BME Lecture Series: A. Bolu Ajiboye, Case Western Reserve University
Department of Biomedical Engineering
Case Western Reserve University
Abstract: Cortically controlled neuroprostheses have long been posited as the holy grail for intracortical brain-computer-interfaces (iBCIs). The efficacy of iBCIs has advanced to the point where a small number of laboratories around the U.S. are now involved in iBCI trials involving humans with chronic paralysis. As part of the Braingate2 Clinical Trial, we at Case Western Reserve University are investigating using iBCIs to control functional electrical stimulation (FES) systems for restoring functional arm movements to persons with chronic high cervical spinal cord injury. This lecture will highlight a number of our clinical, technological and scientific advances toward developing an iBCI-controlled FES arm neuroprosthesis. Additionally, this lecture will discuss the efficacy of non-microelectrode recording techniques for extracting movement-related information from cortical signals. Specifically, we have used arrays of DBS-style depth electrodes to record from cortical areas not accessible by traditional microelectrode or electrocorticography arrays, such as deep within sulci walls of primary (M1), dorsal premotor (PMd), and insular cortices. We show grasp-related cortical modulation useful for control of hand neuroprostheses. Finally, this lecture will briefly discuss hurdles with the development of chronically implanted clinically viable iBCI neuroprosthetic systems.

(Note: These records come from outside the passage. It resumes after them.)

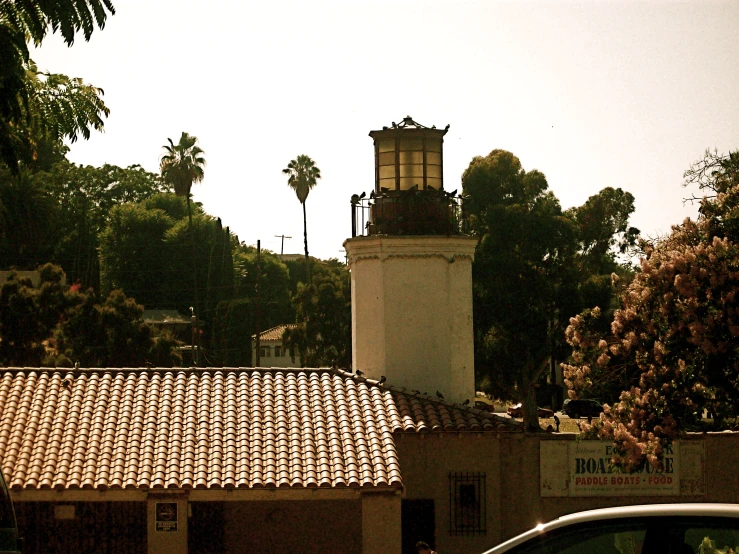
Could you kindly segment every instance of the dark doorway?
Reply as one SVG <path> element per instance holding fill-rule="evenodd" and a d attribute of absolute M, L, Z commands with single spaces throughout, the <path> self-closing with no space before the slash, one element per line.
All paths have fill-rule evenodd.
<path fill-rule="evenodd" d="M 223 502 L 191 502 L 187 522 L 187 551 L 190 554 L 225 552 Z"/>
<path fill-rule="evenodd" d="M 24 554 L 145 554 L 146 502 L 16 502 Z"/>
<path fill-rule="evenodd" d="M 403 554 L 416 554 L 416 543 L 424 541 L 436 549 L 433 500 L 403 500 L 401 504 Z"/>

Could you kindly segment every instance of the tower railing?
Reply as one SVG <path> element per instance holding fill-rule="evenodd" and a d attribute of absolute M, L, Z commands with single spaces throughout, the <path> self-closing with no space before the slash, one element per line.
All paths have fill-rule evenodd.
<path fill-rule="evenodd" d="M 455 193 L 429 189 L 354 195 L 352 237 L 467 234 L 462 198 Z"/>

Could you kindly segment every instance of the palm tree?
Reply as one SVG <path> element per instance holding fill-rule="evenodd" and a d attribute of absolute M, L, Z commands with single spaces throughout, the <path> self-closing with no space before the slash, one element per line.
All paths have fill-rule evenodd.
<path fill-rule="evenodd" d="M 169 146 L 163 146 L 166 151 L 159 160 L 159 169 L 162 172 L 162 178 L 174 187 L 177 196 L 184 196 L 187 199 L 187 219 L 190 231 L 190 242 L 192 246 L 192 280 L 193 289 L 195 291 L 195 333 L 198 336 L 197 316 L 200 315 L 200 307 L 198 306 L 198 273 L 195 267 L 195 235 L 192 230 L 192 209 L 190 207 L 190 189 L 194 183 L 203 180 L 205 172 L 205 152 L 198 146 L 198 139 L 185 132 L 180 137 L 180 142 L 174 144 L 172 139 L 168 138 Z M 198 336 L 199 338 L 199 336 Z M 200 348 L 197 349 L 196 365 L 200 364 Z"/>
<path fill-rule="evenodd" d="M 285 175 L 289 175 L 287 185 L 295 191 L 298 200 L 303 205 L 303 237 L 305 239 L 305 271 L 308 276 L 308 283 L 311 282 L 310 266 L 308 262 L 308 223 L 305 216 L 305 201 L 308 198 L 310 189 L 316 186 L 316 182 L 321 178 L 321 170 L 316 167 L 316 163 L 305 154 L 301 154 L 294 160 L 290 160 L 287 167 L 282 170 Z"/>

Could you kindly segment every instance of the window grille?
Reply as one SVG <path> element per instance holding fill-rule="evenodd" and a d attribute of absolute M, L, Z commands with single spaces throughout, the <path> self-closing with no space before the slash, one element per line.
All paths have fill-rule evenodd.
<path fill-rule="evenodd" d="M 449 534 L 485 535 L 485 474 L 449 473 Z"/>

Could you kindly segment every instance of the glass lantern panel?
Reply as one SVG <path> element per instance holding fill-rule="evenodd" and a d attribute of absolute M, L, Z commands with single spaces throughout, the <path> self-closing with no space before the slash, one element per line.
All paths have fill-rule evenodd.
<path fill-rule="evenodd" d="M 395 165 L 395 152 L 380 152 L 377 161 L 380 165 Z"/>
<path fill-rule="evenodd" d="M 395 179 L 395 165 L 381 165 L 380 179 Z"/>
<path fill-rule="evenodd" d="M 436 179 L 434 177 L 427 177 L 426 185 L 429 187 L 434 187 L 435 190 L 441 190 L 441 179 Z"/>
<path fill-rule="evenodd" d="M 382 189 L 395 190 L 395 177 L 392 179 L 380 179 L 380 192 L 384 192 Z"/>
<path fill-rule="evenodd" d="M 402 172 L 401 172 L 401 175 L 403 175 Z M 440 165 L 427 165 L 426 175 L 428 175 L 429 177 L 441 178 L 441 166 Z"/>
<path fill-rule="evenodd" d="M 441 141 L 434 139 L 426 139 L 426 152 L 441 153 Z"/>
<path fill-rule="evenodd" d="M 426 152 L 426 163 L 429 165 L 441 165 L 441 152 Z"/>
<path fill-rule="evenodd" d="M 418 185 L 419 189 L 423 188 L 423 177 L 401 177 L 400 190 L 410 190 Z"/>
<path fill-rule="evenodd" d="M 400 166 L 400 177 L 419 177 L 423 182 L 423 165 L 406 164 Z"/>
<path fill-rule="evenodd" d="M 400 165 L 423 164 L 423 152 L 400 152 Z"/>
<path fill-rule="evenodd" d="M 377 141 L 377 149 L 380 152 L 393 152 L 395 151 L 395 139 L 394 138 L 387 138 L 387 139 L 380 139 Z"/>
<path fill-rule="evenodd" d="M 398 150 L 403 152 L 404 150 L 423 150 L 423 139 L 422 138 L 402 138 L 398 143 Z"/>

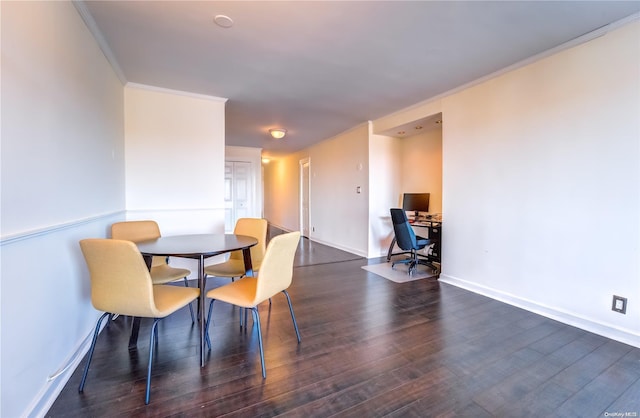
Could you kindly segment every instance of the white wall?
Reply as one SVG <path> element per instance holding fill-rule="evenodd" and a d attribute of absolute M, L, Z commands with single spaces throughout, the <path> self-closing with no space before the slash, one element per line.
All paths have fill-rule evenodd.
<path fill-rule="evenodd" d="M 299 163 L 310 160 L 309 238 L 366 256 L 369 230 L 369 124 L 265 165 L 265 217 L 300 229 Z M 358 194 L 356 188 L 360 186 Z"/>
<path fill-rule="evenodd" d="M 163 235 L 223 233 L 226 99 L 136 84 L 124 97 L 127 219 Z M 171 264 L 197 278 L 194 260 Z"/>
<path fill-rule="evenodd" d="M 309 148 L 309 238 L 361 256 L 368 251 L 368 149 L 366 123 Z"/>
<path fill-rule="evenodd" d="M 635 21 L 443 99 L 442 281 L 640 346 L 638 39 Z"/>
<path fill-rule="evenodd" d="M 429 212 L 441 213 L 442 128 L 403 138 L 400 144 L 402 193 L 429 193 Z M 397 197 L 402 199 L 400 194 Z"/>
<path fill-rule="evenodd" d="M 163 228 L 172 233 L 220 230 L 224 224 L 225 101 L 126 86 L 129 211 L 175 213 Z"/>
<path fill-rule="evenodd" d="M 369 250 L 367 257 L 387 254 L 393 239 L 389 209 L 398 206 L 402 193 L 401 139 L 372 134 L 369 138 Z"/>
<path fill-rule="evenodd" d="M 2 11 L 2 233 L 122 209 L 113 71 L 71 4 L 3 2 Z"/>
<path fill-rule="evenodd" d="M 124 217 L 123 87 L 71 3 L 0 7 L 0 416 L 36 416 L 98 317 L 78 241 Z"/>
<path fill-rule="evenodd" d="M 284 157 L 271 157 L 271 161 L 263 165 L 264 217 L 286 231 L 300 229 L 299 167 L 300 160 L 308 157 L 305 150 Z"/>

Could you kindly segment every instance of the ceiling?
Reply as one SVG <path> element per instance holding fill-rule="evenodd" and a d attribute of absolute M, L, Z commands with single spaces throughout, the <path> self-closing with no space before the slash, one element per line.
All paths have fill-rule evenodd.
<path fill-rule="evenodd" d="M 277 156 L 637 13 L 640 1 L 86 1 L 76 7 L 123 81 L 227 98 L 227 145 Z M 233 26 L 216 25 L 216 15 L 230 17 Z M 287 136 L 271 139 L 273 127 L 287 129 Z"/>

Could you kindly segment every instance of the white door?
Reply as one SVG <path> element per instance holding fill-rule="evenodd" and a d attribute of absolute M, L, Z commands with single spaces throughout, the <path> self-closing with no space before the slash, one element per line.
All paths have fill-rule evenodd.
<path fill-rule="evenodd" d="M 233 232 L 239 218 L 249 217 L 251 208 L 251 163 L 224 164 L 224 230 Z"/>
<path fill-rule="evenodd" d="M 300 160 L 300 231 L 303 237 L 309 238 L 309 195 L 311 162 L 308 158 Z"/>

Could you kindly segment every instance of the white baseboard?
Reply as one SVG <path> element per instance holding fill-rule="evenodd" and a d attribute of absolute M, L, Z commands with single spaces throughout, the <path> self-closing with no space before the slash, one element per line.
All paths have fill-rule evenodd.
<path fill-rule="evenodd" d="M 276 225 L 273 222 L 269 221 L 269 225 L 276 228 L 276 229 L 281 229 L 284 232 L 293 232 L 293 229 L 289 229 L 289 228 L 285 228 L 284 226 L 280 226 L 280 225 Z M 297 230 L 296 230 L 297 231 Z"/>
<path fill-rule="evenodd" d="M 327 247 L 337 248 L 339 250 L 346 251 L 346 252 L 351 253 L 351 254 L 355 254 L 358 257 L 367 258 L 367 253 L 366 252 L 357 250 L 355 248 L 345 247 L 343 245 L 338 245 L 338 244 L 333 243 L 333 242 L 325 242 L 325 241 L 322 241 L 322 240 L 319 240 L 319 239 L 316 239 L 316 238 L 309 238 L 309 239 L 311 241 L 313 241 L 313 242 L 317 242 L 318 244 L 326 245 Z"/>
<path fill-rule="evenodd" d="M 292 231 L 292 230 L 290 230 L 288 228 L 285 228 L 285 227 L 280 226 L 280 225 L 273 224 L 271 222 L 269 224 L 271 226 L 273 226 L 274 228 L 281 229 L 281 230 L 283 230 L 285 232 L 291 232 Z M 337 248 L 338 250 L 342 250 L 342 251 L 346 251 L 346 252 L 351 253 L 351 254 L 355 254 L 358 257 L 365 257 L 365 258 L 367 257 L 367 254 L 365 254 L 364 252 L 362 252 L 360 250 L 356 250 L 354 248 L 349 248 L 349 247 L 345 247 L 345 246 L 342 246 L 342 245 L 338 245 L 338 244 L 336 244 L 334 242 L 325 242 L 325 241 L 319 240 L 317 238 L 312 238 L 312 237 L 307 237 L 307 238 L 310 241 L 317 242 L 318 244 L 326 245 L 327 247 Z"/>
<path fill-rule="evenodd" d="M 629 330 L 612 327 L 611 325 L 593 321 L 589 318 L 584 318 L 571 312 L 565 312 L 552 306 L 545 306 L 535 301 L 523 299 L 497 289 L 481 286 L 447 274 L 441 274 L 439 281 L 522 308 L 546 318 L 562 322 L 563 324 L 571 325 L 576 328 L 640 348 L 640 335 Z"/>
<path fill-rule="evenodd" d="M 100 314 L 102 313 L 100 312 Z M 102 323 L 100 332 L 102 332 L 106 325 L 106 321 Z M 73 373 L 78 368 L 78 365 L 84 358 L 85 354 L 89 352 L 92 338 L 93 330 L 91 330 L 91 333 L 87 335 L 87 337 L 80 343 L 77 350 L 65 362 L 66 365 L 61 369 L 61 371 L 54 374 L 47 380 L 46 384 L 40 389 L 40 392 L 34 398 L 33 403 L 27 408 L 28 412 L 26 416 L 46 416 L 47 412 L 58 398 L 58 395 L 62 392 L 62 389 L 64 389 L 66 384 L 69 382 L 69 379 L 71 379 L 71 376 L 73 376 Z"/>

Bio: A. Bolu Ajiboye is an assistant professor of biomedical engineering at Case Western Reserve University. He also holds an appointment as a biomedical engineering scientist at the Louis Stokes Cleveland VA Medical Center. Ajiboye’s main research interest is in the development and control of brain-computer-interface (BCI) neuroprosthetic technologies for restoring function to individuals who have experienced severely debilitating injuries to the nervous system, such as spinal cord injury and stroke. Currently, he is interested in understanding at a systems level the relationships between the firing patterns of multineuronal networks and the kinetic (muscle activity and force) and kinematic (limb position and velocity) outputs of these neural systems in the control of upper-limb movements. The end goal of his research is to develop BCI systems that allow for more natural interactions with one’s surrounding environment and more natural control of assistive technologies, such as artificial limbs and FES-based systems. Additionally, his research focuses on understanding natural muscle coordination patterns involved in motor coordination, and how these patterns can be used in neuroprosthetic systems to restore lost or compromised function through FES.